Endocrine Abstracts

Normal placental and fetal growth are important for neonatal and lifelong health. Placental growth is influenced by endogenous microRNAs (miRs) which regulate translation of their target genes into proteins. Recently, plant miRs from ingested food have been detected in mammalian circulation; maternal fruit and vegetable intake is important for normal development but the underlying mechanisms are not well understood. We hypothesised that miRNAs from maternal dietary fruit and vegetables influence placental growth and therefore investigated whether plant-specific miR-168a has a role in the human placenta.
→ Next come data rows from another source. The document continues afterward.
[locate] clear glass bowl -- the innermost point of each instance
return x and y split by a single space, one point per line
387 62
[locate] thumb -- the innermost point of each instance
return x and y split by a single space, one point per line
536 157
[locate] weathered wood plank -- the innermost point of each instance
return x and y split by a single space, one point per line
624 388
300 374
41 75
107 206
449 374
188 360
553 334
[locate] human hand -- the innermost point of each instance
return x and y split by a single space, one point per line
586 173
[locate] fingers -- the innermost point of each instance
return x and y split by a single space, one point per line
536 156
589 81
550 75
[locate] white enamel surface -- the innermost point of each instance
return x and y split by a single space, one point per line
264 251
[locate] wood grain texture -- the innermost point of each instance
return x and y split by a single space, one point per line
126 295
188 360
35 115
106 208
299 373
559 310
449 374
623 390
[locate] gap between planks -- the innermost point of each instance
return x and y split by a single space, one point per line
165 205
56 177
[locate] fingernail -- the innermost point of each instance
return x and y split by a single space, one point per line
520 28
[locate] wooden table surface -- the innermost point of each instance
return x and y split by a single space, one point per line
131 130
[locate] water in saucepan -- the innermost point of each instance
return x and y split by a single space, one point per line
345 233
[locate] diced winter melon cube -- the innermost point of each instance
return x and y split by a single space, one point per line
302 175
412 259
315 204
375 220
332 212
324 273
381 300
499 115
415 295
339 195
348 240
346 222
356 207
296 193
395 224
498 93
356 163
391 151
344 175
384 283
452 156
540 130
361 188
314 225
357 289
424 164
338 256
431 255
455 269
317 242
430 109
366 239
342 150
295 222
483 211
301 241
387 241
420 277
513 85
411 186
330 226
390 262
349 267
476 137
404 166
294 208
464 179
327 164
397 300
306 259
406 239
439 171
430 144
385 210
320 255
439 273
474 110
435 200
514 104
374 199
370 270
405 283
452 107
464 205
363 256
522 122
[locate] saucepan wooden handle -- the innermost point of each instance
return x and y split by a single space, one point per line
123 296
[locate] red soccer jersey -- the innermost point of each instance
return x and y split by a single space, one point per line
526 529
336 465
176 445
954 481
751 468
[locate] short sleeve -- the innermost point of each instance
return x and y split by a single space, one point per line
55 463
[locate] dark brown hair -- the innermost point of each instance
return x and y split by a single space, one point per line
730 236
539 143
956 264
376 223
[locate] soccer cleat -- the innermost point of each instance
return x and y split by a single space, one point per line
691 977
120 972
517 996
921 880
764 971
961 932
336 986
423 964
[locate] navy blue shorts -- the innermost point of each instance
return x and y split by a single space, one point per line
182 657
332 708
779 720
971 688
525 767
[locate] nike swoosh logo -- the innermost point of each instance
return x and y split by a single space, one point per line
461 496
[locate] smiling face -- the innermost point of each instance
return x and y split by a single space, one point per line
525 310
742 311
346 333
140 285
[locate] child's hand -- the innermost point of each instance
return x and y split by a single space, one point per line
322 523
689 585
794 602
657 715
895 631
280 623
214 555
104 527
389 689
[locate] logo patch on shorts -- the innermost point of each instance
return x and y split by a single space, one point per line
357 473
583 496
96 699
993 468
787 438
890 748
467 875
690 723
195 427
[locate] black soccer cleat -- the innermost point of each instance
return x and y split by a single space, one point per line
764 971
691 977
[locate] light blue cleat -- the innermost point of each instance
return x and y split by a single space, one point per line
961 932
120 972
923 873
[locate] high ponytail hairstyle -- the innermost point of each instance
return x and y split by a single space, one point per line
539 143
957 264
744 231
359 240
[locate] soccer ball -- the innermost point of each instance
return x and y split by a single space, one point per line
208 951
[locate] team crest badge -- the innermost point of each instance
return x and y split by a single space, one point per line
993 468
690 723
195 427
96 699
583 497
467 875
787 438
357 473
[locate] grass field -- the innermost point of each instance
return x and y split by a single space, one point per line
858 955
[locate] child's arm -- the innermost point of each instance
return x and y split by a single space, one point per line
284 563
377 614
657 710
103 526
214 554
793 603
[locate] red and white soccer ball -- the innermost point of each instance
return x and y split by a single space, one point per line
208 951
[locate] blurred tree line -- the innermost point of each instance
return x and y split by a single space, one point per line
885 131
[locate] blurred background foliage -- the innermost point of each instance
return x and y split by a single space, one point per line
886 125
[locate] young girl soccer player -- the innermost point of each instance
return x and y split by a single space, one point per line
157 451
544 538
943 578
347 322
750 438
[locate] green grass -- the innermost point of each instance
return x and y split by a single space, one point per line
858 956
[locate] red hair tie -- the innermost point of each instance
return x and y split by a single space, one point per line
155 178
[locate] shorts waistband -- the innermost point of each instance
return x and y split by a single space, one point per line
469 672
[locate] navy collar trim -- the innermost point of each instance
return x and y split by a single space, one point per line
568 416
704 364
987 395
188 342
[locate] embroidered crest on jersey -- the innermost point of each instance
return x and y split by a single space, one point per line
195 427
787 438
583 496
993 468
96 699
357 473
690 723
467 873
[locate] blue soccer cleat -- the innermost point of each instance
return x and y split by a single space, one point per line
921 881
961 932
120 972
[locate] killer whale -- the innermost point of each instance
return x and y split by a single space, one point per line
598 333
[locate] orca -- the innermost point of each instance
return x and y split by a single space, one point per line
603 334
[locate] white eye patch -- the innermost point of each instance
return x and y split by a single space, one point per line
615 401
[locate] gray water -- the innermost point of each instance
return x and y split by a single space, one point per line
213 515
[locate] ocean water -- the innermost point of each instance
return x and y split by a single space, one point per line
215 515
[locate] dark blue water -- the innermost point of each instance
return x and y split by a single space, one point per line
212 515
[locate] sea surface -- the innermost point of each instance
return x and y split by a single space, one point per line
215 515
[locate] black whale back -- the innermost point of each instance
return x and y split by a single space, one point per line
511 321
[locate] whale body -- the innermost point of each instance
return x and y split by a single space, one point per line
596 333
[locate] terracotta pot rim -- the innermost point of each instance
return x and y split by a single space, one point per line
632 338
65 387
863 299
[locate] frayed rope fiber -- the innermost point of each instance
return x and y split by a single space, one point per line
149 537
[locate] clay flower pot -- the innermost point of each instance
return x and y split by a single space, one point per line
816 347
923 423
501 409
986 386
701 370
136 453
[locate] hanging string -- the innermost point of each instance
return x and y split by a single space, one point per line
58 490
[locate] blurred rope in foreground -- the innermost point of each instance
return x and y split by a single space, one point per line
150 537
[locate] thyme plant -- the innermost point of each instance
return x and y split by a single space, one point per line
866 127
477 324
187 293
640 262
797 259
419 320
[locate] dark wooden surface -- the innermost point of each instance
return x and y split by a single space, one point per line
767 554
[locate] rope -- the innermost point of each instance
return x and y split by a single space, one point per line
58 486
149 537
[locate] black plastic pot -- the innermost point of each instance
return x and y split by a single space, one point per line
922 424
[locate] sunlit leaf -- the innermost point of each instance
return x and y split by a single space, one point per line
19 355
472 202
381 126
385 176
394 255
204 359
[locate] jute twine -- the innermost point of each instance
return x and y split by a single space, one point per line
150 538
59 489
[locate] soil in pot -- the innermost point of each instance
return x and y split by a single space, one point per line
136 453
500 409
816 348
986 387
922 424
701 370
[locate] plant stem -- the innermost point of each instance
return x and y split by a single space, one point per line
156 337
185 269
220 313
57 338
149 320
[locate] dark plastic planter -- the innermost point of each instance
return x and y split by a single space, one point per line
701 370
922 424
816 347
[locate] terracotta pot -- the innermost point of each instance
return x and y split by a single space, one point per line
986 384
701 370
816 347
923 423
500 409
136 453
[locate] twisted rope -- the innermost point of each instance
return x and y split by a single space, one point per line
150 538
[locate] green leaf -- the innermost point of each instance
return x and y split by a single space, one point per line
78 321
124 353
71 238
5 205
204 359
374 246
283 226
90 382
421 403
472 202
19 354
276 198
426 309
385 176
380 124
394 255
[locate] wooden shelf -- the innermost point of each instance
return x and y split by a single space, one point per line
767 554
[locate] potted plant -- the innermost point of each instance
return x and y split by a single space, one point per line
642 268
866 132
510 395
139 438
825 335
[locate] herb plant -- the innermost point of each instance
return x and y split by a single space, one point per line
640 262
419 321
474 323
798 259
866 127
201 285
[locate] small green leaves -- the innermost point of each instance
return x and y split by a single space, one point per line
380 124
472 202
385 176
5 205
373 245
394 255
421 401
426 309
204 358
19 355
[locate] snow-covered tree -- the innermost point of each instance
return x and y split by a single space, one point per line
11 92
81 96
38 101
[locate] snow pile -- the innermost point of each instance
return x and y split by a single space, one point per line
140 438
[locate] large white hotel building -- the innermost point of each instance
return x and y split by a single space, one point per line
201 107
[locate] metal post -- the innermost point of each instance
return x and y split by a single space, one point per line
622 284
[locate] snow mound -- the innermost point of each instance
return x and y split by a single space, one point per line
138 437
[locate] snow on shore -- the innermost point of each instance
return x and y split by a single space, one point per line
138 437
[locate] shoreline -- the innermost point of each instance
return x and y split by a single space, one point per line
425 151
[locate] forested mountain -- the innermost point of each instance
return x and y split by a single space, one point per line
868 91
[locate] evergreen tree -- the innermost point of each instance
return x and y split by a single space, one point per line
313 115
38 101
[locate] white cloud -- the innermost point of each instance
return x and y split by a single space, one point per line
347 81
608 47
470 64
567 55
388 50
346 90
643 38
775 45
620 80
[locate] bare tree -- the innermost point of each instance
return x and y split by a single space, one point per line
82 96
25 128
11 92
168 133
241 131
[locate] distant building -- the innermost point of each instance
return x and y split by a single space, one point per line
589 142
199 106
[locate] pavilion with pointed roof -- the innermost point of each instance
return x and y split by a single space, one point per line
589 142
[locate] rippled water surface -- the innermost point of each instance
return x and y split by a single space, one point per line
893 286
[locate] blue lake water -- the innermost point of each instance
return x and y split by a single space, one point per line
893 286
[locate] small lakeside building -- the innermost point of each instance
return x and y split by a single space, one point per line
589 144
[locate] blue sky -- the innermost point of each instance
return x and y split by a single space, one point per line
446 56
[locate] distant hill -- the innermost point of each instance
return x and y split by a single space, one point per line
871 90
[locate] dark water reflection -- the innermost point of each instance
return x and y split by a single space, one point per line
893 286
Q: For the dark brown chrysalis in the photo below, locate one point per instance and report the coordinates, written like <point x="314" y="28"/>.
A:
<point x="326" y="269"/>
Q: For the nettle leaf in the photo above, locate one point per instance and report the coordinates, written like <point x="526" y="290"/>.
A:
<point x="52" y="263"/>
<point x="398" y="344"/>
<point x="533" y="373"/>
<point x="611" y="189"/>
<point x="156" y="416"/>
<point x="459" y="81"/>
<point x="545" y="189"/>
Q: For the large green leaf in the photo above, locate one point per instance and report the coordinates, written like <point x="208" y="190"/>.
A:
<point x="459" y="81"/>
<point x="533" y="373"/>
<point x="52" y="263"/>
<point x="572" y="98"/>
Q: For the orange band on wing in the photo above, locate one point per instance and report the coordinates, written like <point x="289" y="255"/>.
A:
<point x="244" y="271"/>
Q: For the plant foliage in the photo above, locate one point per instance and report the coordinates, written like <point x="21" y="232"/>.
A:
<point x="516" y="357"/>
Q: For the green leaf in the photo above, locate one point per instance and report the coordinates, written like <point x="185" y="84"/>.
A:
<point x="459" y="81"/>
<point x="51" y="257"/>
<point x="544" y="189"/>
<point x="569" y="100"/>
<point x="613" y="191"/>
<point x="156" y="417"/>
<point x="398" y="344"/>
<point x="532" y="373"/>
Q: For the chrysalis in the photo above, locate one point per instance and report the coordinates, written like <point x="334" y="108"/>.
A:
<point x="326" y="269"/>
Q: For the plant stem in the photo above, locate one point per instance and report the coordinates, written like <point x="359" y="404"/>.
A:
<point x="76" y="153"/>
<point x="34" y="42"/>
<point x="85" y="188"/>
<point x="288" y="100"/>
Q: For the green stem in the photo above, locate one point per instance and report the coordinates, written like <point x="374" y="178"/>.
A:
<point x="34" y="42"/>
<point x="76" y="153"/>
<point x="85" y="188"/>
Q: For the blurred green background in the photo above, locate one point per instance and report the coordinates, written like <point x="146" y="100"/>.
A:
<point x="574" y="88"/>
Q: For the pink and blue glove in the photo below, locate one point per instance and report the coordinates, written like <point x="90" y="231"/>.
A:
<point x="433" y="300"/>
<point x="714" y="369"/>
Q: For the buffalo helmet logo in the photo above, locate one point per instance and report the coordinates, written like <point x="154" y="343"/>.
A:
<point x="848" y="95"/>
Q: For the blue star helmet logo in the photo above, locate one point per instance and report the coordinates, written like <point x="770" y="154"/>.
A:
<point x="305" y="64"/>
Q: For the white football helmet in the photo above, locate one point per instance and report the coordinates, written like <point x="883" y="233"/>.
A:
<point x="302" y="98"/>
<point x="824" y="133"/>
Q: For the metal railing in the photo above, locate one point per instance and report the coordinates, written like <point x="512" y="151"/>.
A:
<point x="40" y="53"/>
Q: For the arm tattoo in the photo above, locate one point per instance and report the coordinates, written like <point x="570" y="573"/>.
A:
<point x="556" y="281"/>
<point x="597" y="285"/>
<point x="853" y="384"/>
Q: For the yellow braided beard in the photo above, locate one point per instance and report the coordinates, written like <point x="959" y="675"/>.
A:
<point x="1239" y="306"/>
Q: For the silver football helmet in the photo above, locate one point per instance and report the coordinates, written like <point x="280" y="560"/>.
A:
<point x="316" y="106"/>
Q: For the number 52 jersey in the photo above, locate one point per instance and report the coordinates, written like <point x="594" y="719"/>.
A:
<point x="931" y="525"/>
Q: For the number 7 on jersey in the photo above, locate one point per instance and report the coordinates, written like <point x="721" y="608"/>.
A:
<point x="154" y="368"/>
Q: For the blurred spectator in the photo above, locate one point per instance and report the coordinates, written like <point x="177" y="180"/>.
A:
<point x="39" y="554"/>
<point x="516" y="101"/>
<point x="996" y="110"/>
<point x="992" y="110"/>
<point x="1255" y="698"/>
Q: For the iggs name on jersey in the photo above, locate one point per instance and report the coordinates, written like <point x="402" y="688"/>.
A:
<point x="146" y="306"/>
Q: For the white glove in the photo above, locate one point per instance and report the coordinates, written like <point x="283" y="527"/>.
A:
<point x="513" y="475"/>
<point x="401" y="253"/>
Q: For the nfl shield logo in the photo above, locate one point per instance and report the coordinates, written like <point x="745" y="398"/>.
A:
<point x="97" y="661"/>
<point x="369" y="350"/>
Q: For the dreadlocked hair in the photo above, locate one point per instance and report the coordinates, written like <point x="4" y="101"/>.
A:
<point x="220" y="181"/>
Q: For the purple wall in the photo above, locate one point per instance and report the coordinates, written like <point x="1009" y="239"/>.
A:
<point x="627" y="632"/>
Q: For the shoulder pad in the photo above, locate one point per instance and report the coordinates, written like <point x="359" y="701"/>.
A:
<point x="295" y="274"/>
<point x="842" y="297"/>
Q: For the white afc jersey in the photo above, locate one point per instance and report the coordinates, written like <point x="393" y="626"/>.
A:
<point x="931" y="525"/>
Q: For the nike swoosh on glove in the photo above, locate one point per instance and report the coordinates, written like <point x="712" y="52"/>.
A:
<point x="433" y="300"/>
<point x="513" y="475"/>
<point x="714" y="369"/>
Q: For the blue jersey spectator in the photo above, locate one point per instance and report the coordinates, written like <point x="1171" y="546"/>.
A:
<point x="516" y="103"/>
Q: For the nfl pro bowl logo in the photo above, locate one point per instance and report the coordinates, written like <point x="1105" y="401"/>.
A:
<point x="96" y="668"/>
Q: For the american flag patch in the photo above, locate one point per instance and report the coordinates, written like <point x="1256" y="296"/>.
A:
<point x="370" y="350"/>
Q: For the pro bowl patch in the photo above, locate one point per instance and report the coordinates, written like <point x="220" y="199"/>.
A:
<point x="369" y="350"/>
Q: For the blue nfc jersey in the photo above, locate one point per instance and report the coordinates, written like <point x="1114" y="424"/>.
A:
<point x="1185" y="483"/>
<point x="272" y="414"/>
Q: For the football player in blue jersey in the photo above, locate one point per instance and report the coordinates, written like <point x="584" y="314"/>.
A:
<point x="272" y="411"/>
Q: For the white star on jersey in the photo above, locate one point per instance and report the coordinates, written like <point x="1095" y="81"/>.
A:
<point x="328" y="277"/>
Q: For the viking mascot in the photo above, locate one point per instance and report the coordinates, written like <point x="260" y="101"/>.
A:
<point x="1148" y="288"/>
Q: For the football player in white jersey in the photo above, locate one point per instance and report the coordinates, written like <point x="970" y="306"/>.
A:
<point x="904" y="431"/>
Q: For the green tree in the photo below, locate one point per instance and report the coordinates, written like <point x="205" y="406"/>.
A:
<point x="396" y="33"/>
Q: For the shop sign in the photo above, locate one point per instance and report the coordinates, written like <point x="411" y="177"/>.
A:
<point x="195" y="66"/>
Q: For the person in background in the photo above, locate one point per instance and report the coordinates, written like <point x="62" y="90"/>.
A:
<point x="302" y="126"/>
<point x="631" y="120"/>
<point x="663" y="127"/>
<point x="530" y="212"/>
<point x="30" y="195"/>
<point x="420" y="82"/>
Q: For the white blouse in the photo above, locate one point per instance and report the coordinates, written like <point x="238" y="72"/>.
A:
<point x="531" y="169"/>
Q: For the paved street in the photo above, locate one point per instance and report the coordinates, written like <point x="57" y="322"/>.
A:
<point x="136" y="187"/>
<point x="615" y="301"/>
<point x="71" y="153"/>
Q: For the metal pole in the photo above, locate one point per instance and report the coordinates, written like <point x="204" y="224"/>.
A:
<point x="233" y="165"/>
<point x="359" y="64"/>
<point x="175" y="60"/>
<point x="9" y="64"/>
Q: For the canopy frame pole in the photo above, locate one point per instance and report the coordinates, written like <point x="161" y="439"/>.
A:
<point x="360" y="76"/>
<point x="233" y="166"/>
Using QPCR, miR-168a was found to be present in human maternal serum and placenta. Bioinformatic analysis revealed that multiple components of the epidermal growth factor (EGF) signalling pathway, including the EGF receptor (EGFR), were putative miR-168a targets. EGFR is known to regulate both basal and EGF-stimulated placental growth. The potential role of miR-168a in regulating placental EGFR signalling was assessed using miR-168a mimics (50 nM) to overexpress miR-168a in BeWo choriocarcinoma cells (371-fold increase, P<0.05). Western blotting and QPCR revealed that miR-168a overexpression resulted in reduced EGFR protein (62%; P<0.05), but not mRNA expression, consistent with known miR actions. Immunofluorescence of the cell cyle marker, Ki67, showed that overexpression of miR-168a decreased both basal (53%; P<0.05) and EGF-stimulated (10 nM EGF; 50%; P<0.05) BeWo proliferation, consistent with a role for miR-168a in regulating EGFR mediated growth.

In summary, plant-specific miR-168a is present in maternal serum and can be detected in human placenta. The ability of dietary plant-derived miRs to influence gene expression and growth factor actions in human cells and tissue warrants further exploration. Our study suggests that they may have a role in regulating human placental development. Furthermore, the use of miR-168a mimics may have therapeutic potential in cancers and other diseases characterised by dysregulated EGF signalling.